The Ongoing Story Of The Growing "Partnership" Between The Alameda-Contra Costa Transit District And The Belgian Manufacturing Company




Berkeley Daily Planet
March 23, 2007
By J. Douglas Allen-Taylor

Ignoring complaints and controversy over 50 40-foot Belgian-made buses already in the pipeline, AC Transit directors this week quickly approved a staff recommendation to trade in 10 currently-operating buses for 10 more buses manufactured by the Van Hool company, even before the prototype for the original new bus order has been built and approved.

With Director Elsa Ortiz absent, the proposed sale and purchase passed 4-1-1, with Board President Greg Harper (Ward II—Emeryville, Piedmont, North Oakland, and portions of Berkeley) voting no and At-Large Director Rebecca Kaplan abstaining.

AC Transit General Manager Rick Fernandez said he was rushing the request through to sell 10 North American Bus Industry (NABI)-made buses five years before their scheduled retirement date because ABC Company, the U.S. distributor for Van Hool, is eager to secure them for use by the Department of Homeland Security in New Orleans. Under the proposal, AC Transit would receive an estimated $85,000 per bus as proceeds of the sale. The transit agency would also have to receive permission from the Metropolitan Transit Commission for approval of a complicated fund swap that will allow purchase of the 10 replacement buses from Van Hool.

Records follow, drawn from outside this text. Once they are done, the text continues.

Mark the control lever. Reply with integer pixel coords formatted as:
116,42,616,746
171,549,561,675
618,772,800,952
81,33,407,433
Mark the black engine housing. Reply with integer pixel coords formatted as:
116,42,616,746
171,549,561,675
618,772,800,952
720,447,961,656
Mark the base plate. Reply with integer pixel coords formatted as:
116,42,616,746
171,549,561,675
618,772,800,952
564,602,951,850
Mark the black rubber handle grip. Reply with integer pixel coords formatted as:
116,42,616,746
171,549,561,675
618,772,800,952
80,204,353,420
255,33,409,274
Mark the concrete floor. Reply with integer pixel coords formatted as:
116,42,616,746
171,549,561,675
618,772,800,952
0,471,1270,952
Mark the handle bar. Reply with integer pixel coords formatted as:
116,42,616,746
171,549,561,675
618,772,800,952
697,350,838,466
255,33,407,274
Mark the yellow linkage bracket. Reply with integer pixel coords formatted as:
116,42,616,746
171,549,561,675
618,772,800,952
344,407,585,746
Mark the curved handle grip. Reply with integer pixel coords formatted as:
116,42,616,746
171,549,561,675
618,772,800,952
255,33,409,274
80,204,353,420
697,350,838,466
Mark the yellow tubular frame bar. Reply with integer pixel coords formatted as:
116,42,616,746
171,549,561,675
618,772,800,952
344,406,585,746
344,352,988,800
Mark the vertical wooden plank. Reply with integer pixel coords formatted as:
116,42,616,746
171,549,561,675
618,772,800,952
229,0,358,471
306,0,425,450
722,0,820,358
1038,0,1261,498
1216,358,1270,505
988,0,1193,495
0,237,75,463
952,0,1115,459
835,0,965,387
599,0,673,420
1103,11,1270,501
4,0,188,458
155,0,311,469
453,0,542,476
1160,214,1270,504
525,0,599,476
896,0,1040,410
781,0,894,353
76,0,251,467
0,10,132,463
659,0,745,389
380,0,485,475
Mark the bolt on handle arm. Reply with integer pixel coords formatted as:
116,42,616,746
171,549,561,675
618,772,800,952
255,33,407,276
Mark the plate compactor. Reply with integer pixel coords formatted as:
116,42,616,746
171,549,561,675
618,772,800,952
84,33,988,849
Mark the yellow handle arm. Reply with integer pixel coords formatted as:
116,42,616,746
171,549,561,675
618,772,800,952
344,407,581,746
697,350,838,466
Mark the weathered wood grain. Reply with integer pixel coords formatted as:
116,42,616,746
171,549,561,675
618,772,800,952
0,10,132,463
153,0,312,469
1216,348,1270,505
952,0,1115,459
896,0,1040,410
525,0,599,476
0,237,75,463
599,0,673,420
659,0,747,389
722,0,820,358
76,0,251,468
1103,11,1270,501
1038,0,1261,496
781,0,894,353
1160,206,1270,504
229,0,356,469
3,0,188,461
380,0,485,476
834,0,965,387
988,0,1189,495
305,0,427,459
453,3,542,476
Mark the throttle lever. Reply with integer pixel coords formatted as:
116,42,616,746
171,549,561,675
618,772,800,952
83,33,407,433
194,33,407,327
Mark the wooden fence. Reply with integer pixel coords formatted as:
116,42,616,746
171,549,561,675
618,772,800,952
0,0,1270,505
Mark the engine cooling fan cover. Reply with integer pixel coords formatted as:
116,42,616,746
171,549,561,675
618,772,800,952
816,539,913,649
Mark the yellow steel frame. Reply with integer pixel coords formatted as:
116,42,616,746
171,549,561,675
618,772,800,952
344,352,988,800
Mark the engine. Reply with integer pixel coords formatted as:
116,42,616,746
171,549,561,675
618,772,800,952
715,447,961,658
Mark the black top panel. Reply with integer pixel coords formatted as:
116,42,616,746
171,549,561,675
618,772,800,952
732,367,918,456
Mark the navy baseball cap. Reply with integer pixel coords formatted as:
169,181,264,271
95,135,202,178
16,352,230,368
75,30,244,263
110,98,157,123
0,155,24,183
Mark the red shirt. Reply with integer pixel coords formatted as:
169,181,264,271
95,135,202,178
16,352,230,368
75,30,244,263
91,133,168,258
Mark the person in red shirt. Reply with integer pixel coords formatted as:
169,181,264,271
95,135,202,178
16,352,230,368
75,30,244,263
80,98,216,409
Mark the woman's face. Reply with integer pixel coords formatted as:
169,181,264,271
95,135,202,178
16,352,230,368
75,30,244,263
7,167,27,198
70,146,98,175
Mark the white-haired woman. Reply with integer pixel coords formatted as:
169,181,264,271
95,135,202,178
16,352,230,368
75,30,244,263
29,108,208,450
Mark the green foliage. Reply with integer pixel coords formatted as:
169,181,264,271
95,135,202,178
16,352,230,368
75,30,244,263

Fernandez said that “we are still negotiating the final amount that MTC will give us” towards the purchase of the new buses. Because of that, the staff report on the proposed sale said the fiscal impact to the district could not be determined.

When Board President Harper suggested postponing the vote to approve the purchase, Fernandez said that would effectively kill the deal, since ABC was anxious to get the buses immediately.

Defending the proposed purchase, Fernandez said “this is a great deal for us. We’re getting rid of buses that are going to have maintenance problems in a short time. They have reached a point in their life where they will have major expenditures.”

But Oakland resident Joyce Roy, a frequent critic of AC Transit policy, told directors that “you are going to sell 10 buses that riders like to buy 10 that we hate. Your attitude to the public is, this is the bus you have, not the bus you want.”

And following the meeting, Roy said that the district has built into its budget maintenance a 12 year use-life for its buses, and selling the buses before that time is not necessary. “The sale is not being driven by the actual needs of the district,” Roy said.

The NABI buses proposed for sale were purchased by AC Transit in 2000.

Before the vote, board president Harper expressed concern that the purchase of more 40 footers was being done without the district developing a policy of how many different sized buses it needs.

“A few years ago, I said I wouldn’t vote for any more 40-foot buses until we determined whether we had enough 30 footers,” Harper said. “I’ve asked for a policy on how we decide between the need for 30 footers and 40 footers. I still haven’t gotten it.”

AC Transit also operates a 60 foot “articulated” bus joined at the middle with a bending joint.